Integrated
They did themselves over by tying IE so heavily in with windows explorer back in the IE4/IE5 days. It basically meant that upgrading IE was a hefty and error-prone process so people just didn't bother... and possibly switched to competitors. I remember trying to upgrade to IE5 on Win98 and it took down my windows installation.
And it looks like the same problem may still persist though to a lesser extent.
A WinXP SP3/IE7 user had a windows update popup the other day advising them to download and install IE8, so we clicked the link and followed the update process. After about 10 minutes of mysterious progress bar, I was informed that IE8 was not available on that platform. That user is now happily using Firefox.
As a developer, this was a nightmare. It's basically meant there was a huge persistent userbase of IE4-IE6, making it very difficult to use current web standards without horrible hacks.
The article author is correct, I found myself in web dev standstill from 2002-2006, having to develop for the lowest common denominator which was actually used by 95% of our site visitors!

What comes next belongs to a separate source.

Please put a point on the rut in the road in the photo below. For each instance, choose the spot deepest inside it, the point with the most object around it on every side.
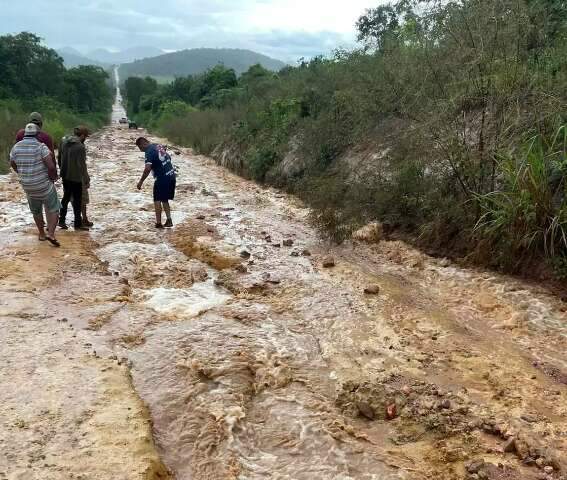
(257, 362)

But now with proliferation of other browsers that support the specs, it now gives me the confidence to use bits of CSS3, webfonts and HTML5 elements knowing that support will be increasingly available.
And hopefully with browsers generally implementing some sort of auto-update, more people will keep browsers up-to-date, so standards proliferation can happen faster. Developers will be able to use new specifications, faster. Imagine the W3C releasing some HTML5.1 standards and them being supported in browsers within 12 months... great!